Atmospheric pressure plasma jets of fine-point doping for the selective emitter of solar cell

Summary form only given. The solar cell manufacturing comprises the diffusion process to form a P-N junction on the silicon wafer. The impurities of III or V group are used in the diffusion process. Those are diffused thermally into the silicon wafer. The low efficiency is caused by the resistance of the silicon wafer between electrodes. The resistance is reduced with the heavy molecular doping in solar-cells while the surface recombination between particles is increased. However, the light atom doping in the solar cell causes the reduction of the surface recombination but increasing the resistance. The SE(selective emitter)-doping is that the impurities lightly diffuse on the surface of silicon wafer except for the heavily doped region under the front electrode. The high doping region brings a low resistance of the wafer between the electrodes. As a result, the solar cell efficiency increases. Most of the equipments for solar cell process are high cost while the plasma jet doping equipments are expected to be a low cost. For the remaining the competition, the process of the solar cell must be a low cost and improves the performance. The plasma jet devices are developed for the doping process by replacing the device of laser doping in the doping of selective-emitter. In this study, the basic characteristics of the plasma jets for doping process are investigated. The thermal characteristics about the plasma current are analyzed. Also the influence of adding wafer and coating dopant on the plasma jet discharge are analyzed with H₃PO₄ used for dopant. When the plasma jet is irradiated to the dopant layer on the wafer, the joule heat is created by plasma current.
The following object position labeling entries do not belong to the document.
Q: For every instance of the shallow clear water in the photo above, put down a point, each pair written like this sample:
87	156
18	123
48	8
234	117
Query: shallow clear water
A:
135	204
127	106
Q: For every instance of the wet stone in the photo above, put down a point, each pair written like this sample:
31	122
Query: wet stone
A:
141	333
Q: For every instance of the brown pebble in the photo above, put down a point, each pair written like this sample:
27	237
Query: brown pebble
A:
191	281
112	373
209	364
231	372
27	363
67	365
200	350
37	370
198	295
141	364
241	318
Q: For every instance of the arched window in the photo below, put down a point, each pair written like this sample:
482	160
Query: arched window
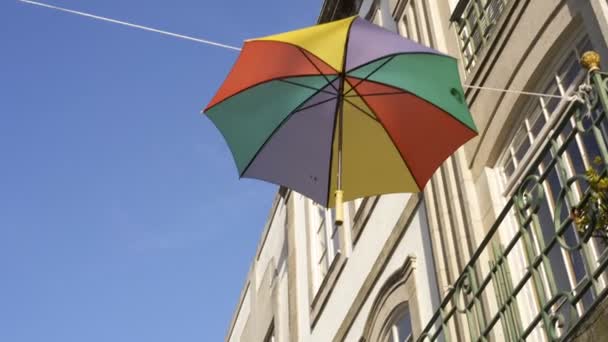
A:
394	316
399	328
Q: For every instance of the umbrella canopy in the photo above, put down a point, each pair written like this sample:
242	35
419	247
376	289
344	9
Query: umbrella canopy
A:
343	105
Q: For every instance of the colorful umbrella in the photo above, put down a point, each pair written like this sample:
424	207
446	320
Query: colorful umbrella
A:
343	105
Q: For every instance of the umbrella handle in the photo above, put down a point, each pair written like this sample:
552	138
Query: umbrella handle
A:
339	219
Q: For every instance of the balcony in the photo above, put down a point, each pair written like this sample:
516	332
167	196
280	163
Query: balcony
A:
541	271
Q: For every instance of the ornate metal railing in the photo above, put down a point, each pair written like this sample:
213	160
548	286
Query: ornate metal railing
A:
476	24
542	268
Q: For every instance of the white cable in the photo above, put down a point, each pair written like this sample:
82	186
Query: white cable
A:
208	42
518	92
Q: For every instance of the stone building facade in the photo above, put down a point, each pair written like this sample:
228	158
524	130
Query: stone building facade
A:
489	250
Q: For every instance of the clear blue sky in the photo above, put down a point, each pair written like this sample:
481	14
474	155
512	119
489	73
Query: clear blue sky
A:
121	215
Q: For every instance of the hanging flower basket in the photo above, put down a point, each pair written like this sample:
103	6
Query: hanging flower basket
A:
590	216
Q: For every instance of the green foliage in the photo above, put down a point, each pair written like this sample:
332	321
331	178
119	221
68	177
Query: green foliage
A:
592	212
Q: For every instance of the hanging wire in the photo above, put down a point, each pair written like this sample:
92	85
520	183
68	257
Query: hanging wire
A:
520	92
145	28
234	48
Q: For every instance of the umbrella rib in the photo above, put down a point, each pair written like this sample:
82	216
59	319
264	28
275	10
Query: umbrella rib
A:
395	146
322	90
319	70
313	105
396	92
370	115
370	74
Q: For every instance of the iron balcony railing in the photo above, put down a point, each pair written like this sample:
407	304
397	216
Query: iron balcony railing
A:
476	25
541	270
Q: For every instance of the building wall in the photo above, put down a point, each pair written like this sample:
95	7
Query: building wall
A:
412	248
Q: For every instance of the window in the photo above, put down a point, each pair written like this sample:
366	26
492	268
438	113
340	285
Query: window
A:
476	25
540	110
325	242
558	166
412	21
400	328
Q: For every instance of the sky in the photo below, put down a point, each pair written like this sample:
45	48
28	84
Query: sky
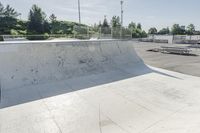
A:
150	13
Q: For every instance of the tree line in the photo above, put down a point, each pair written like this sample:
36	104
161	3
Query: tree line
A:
176	29
39	23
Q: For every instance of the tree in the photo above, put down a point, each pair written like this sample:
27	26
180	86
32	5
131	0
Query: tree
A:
190	29
152	30
52	18
8	19
115	22
132	25
105	22
178	30
164	31
139	26
37	19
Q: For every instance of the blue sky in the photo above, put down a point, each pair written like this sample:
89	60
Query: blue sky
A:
150	13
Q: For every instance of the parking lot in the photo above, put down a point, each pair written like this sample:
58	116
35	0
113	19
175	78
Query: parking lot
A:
174	62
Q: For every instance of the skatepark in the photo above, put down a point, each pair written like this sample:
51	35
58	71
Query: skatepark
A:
96	86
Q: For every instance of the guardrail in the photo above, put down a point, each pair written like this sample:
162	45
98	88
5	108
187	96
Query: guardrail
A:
175	50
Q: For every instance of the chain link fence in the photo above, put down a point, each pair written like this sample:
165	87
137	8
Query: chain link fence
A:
79	32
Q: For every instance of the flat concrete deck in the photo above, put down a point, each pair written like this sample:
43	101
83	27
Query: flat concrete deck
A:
156	102
178	63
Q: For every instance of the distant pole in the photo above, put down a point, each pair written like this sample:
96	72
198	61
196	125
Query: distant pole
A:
121	2
122	11
79	11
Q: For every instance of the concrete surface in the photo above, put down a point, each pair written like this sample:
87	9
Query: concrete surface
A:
128	97
184	64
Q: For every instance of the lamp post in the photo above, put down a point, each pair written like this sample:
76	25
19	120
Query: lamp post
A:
122	11
121	2
79	11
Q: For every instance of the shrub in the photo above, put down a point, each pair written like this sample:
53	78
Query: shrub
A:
1	38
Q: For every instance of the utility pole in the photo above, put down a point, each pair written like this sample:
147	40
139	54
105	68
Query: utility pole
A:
122	11
79	11
121	2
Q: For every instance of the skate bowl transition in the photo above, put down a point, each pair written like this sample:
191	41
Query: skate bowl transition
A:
98	86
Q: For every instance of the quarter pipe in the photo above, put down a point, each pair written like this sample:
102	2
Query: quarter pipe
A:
92	87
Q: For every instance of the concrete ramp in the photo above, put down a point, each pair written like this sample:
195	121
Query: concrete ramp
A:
92	87
41	62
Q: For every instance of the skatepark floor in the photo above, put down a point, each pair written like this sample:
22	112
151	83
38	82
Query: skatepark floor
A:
179	63
149	103
132	98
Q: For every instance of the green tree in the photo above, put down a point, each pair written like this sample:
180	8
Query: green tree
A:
132	25
178	30
115	22
139	26
37	19
105	22
8	19
152	30
190	29
164	31
53	18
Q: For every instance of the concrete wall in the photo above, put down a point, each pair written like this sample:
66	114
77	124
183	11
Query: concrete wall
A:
26	63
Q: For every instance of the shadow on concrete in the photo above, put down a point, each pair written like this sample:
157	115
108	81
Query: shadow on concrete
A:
27	94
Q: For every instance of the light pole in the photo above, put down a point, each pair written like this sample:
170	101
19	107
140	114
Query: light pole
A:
122	11
79	11
121	2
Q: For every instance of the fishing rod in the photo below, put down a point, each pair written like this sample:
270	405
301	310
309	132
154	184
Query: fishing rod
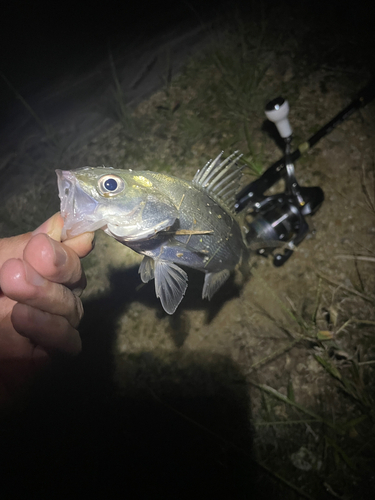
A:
279	219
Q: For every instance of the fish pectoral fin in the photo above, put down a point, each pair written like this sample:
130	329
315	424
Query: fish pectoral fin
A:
170	284
212	283
146	269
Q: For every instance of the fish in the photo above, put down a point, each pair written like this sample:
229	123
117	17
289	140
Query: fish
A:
172	222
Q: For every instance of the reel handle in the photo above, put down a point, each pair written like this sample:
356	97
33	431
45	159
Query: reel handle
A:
277	112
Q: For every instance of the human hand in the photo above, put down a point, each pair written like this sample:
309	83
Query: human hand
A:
40	279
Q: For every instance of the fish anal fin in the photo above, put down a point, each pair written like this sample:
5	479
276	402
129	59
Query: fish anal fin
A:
170	284
212	283
146	269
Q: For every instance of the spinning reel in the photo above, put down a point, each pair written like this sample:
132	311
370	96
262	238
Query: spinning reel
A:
280	219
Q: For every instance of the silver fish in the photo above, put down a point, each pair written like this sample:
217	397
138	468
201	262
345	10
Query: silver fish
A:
170	221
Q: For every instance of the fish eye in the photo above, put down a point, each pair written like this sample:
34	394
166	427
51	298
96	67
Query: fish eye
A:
110	185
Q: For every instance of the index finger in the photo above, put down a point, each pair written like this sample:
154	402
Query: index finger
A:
54	261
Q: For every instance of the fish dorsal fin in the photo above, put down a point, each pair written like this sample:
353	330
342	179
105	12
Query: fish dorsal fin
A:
170	284
212	283
220	180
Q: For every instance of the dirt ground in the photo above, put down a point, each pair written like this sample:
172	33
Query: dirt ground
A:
267	390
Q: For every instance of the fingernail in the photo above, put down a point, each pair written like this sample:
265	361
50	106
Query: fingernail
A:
60	254
32	277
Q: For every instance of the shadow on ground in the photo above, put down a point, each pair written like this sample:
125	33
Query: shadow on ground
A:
175	431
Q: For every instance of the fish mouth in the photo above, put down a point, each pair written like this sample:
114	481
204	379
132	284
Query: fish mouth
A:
78	209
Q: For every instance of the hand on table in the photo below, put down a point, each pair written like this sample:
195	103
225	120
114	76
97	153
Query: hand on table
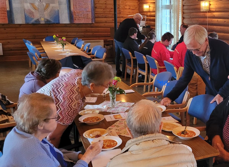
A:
223	154
165	101
93	150
218	99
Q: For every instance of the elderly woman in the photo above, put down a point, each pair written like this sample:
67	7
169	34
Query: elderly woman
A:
26	145
149	147
218	132
47	70
69	92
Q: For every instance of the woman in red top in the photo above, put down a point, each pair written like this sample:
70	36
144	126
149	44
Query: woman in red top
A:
160	51
179	55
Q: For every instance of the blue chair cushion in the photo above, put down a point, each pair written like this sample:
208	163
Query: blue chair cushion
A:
161	79
170	86
201	107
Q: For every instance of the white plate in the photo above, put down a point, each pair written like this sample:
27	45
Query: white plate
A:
91	134
89	111
91	115
161	107
179	129
116	138
170	124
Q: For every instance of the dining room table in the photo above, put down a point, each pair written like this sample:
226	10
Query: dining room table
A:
55	51
201	149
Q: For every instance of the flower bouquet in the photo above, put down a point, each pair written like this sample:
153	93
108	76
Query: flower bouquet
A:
62	41
113	89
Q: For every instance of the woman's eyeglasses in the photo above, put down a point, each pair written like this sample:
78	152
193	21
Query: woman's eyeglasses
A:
56	117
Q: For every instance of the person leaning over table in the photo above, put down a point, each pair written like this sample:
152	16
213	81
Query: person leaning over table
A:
121	35
209	58
149	147
69	92
217	130
47	70
26	145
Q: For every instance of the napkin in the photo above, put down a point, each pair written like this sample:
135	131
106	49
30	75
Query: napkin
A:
102	159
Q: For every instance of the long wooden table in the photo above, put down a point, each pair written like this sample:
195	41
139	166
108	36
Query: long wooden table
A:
200	148
54	51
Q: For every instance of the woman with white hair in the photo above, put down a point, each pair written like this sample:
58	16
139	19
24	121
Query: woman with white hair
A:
149	147
26	145
69	92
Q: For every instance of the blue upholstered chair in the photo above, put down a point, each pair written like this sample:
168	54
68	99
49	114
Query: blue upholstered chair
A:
100	55
141	59
159	81
94	49
129	63
33	59
79	45
86	47
171	68
49	38
74	41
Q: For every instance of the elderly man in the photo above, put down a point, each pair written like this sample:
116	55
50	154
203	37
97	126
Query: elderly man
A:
149	147
207	57
121	35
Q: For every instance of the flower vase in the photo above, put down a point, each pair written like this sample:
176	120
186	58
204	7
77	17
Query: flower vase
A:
112	99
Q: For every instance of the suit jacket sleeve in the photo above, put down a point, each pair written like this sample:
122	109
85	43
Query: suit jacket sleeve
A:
183	81
217	119
224	90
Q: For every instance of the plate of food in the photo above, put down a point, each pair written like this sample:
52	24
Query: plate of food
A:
161	107
89	111
109	142
95	133
191	132
91	119
169	126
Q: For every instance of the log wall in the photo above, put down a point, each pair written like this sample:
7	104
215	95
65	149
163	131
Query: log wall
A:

The dopant is diffused by thermal reaction on the doping layer of the wafer that is investigated by SIMS(secondary ion mass spectrometry). The multi-plasma jets device is prepared for increasing the production efficiency. The light doped wafer is coated by dopant is irradiated by multi-pl- sma jets. The doping depths of the irradiation region were dipper than other side. The doping depths were investigated by SIMS.